The Loop: TanStack npm Packages Compromised in Ongoing Mini Shai-Hulud Supply Chain Attack

TanStack, one of the most widely used React tooling ecosystems, was hit by a supply chain compromise affecting 84 published npm packages. The attack combined multiple CI/CD exploitation techniques: GitHub Actions pull_request_target abuse, cache poisoning across trust boundaries, and runtime extraction of OIDC tokens from workflow environments. Rather than relying on a single compromised maintainer token, the attacker used workflow execution paths to mint publish-capable credentials and inject malicious builds directly into npm releases.

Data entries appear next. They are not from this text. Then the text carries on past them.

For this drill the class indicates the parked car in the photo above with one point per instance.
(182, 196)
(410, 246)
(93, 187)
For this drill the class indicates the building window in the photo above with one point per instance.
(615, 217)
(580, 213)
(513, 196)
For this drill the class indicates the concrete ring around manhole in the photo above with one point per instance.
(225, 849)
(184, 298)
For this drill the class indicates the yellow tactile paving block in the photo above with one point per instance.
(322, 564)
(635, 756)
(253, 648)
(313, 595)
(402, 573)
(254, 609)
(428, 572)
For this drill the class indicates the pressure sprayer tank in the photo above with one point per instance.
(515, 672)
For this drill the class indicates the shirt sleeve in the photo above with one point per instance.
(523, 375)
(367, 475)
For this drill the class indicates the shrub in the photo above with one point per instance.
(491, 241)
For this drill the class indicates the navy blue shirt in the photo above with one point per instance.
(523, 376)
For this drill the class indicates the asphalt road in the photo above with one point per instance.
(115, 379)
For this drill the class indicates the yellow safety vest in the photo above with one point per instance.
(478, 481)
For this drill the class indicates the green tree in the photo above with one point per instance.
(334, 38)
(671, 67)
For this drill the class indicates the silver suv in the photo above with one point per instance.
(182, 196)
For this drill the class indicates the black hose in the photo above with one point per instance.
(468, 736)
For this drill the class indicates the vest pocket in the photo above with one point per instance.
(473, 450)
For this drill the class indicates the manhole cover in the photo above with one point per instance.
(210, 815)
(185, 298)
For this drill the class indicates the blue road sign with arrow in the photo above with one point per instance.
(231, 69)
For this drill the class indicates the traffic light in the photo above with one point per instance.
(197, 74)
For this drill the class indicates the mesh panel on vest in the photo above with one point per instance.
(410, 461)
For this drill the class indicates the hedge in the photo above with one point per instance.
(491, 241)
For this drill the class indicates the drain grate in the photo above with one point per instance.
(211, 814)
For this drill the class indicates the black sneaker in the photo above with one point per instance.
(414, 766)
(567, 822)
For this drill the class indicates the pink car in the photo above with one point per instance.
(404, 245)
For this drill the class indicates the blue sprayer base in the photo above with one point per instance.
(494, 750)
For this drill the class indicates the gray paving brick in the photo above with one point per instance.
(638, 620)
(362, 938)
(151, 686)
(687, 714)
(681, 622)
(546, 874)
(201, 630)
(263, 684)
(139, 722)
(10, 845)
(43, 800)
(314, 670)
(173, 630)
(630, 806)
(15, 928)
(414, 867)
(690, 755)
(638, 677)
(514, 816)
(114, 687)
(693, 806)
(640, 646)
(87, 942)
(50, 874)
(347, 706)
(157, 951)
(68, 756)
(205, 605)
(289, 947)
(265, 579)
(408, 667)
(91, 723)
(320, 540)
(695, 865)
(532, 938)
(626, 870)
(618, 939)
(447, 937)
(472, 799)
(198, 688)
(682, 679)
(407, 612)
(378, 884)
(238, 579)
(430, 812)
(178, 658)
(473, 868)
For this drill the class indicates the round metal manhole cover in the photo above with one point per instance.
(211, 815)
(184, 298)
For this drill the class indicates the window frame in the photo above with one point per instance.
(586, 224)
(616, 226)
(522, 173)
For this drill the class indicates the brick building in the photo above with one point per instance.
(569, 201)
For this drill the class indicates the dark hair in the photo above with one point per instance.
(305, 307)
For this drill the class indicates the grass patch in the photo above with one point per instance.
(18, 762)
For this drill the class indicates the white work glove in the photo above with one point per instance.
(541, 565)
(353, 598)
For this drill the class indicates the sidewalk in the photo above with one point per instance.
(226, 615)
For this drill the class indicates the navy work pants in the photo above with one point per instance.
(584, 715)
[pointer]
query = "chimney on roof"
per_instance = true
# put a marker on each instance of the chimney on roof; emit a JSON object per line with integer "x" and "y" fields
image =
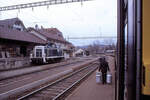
{"x": 36, "y": 27}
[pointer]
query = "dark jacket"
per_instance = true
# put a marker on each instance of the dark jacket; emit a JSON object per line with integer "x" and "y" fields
{"x": 104, "y": 67}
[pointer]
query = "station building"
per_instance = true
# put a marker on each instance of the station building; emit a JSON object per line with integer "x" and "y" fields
{"x": 16, "y": 44}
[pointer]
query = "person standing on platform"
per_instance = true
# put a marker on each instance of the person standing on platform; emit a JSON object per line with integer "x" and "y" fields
{"x": 103, "y": 67}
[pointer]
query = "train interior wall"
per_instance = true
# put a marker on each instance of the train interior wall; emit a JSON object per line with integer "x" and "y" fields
{"x": 146, "y": 47}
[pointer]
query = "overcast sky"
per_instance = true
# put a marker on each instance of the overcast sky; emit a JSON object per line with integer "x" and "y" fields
{"x": 93, "y": 18}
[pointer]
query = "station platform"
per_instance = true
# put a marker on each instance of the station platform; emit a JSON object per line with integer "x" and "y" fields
{"x": 90, "y": 90}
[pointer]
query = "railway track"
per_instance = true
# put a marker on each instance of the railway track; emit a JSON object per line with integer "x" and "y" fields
{"x": 59, "y": 89}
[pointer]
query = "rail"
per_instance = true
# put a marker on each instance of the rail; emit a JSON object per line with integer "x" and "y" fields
{"x": 58, "y": 89}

The payload itself behaved like a staged CI credential stealer and worm. A large obfuscated JavaScript module (router_init.js) executed during install lifecycle hooks, harvesting secrets from GitHub Actions, npm, AWS, Kubernetes, and Vault environments, then exfiltrating via a decentralized Session network endpoint to reduce traceability. It also attempted propagation by modifying package metadata (optionalDependencies pointing to a GitHub-hosted commit) and abusing prepare hooks in git-based installs, effectively turning dependency installation into execution. Although detection and deprecation occurred quickly, the design meant any install window during the active publish period could result in full CI or workstation compromise. The implant also wrote itself into Claude Code's hook directory (.claude/settings.json) and VS Code's task runner — meaning a simple npm uninstall was not sufficient remediation.

The broader significance is that this was not a single-package incident but part of the “Mini Shai-Hulud” campaign, which shows a repeatable pattern: CI trust boundary abuse, ephemeral token theft, and self-propagating npm infection chains. The campaign has since expanded to affect OpenSearch, Mistral AI, and Guardrails AI packages across both npm and PyPI.

Econify’s take: This incident underscores that CI/CD systems are now a primary attack surface in modern open-source supply chains. The exploit chain demonstrates how non-obvious trust bridges like cache reuse, workflow triggers, and short-lived OIDC credentials, can be chained into a full compromise without ever touching a maintainer's credentials. The Claude Code persistence mechanism is worth calling out specifically: by writing into .claude/settings.json, the implant re-executed every time a developer used Claude Code in the affected directory, even after the package was removed. If your team uses TanStack, or any widely-consumed open-source dependency, this is a good moment to audit OIDC token scopes in your GitHub Actions workflows, review recent unexpected commits, and make sure secret rotation is part of your incident response playbook, not an afterthought.

OpenAI responds to TanStack supply chain attack with precautionary credential and signing key rotation

OpenAI’s response describes a downstream exposure stemming from the broader Mini Shai-Hulud supply chain campaign affecting upstream dependencies, rather than a direct compromise of OpenAI production systems, user data, or deployed model infrastructure. The investigation found no evidence of customer data access, system-level compromise, or modification of released software artifacts.

The impact was limited to a small number of internal developer environments where the malicious dependency executed, resulting in restricted credential exposure within repositories accessible to those systems. Two employee devices were affected, notably during a phased rollout of updated supply chain protections; those devices hadn't yet received the new configurations that would have blocked the malicious dependency. In response, OpenAI performed containment actions including session revocation, credential rotation, and engagement with third-party forensic support to validate scope and persistence. As a precautionary measure, OpenAI also rotated iOS, macOS, Windows, and Android application code-signing certificates and required macOS users to update desktop applications to maintain a trusted signing chain.

Importantly, the certificate rotation is explicitly preventive: there is no evidence of maliciously signed binaries, tampered releases, or customer-facing compromise. The action reflects a defense-in-depth response to upstream dependency risk, where compromise in the build ecosystem can force reassessment of trust anchors even when production systems remain unaffected.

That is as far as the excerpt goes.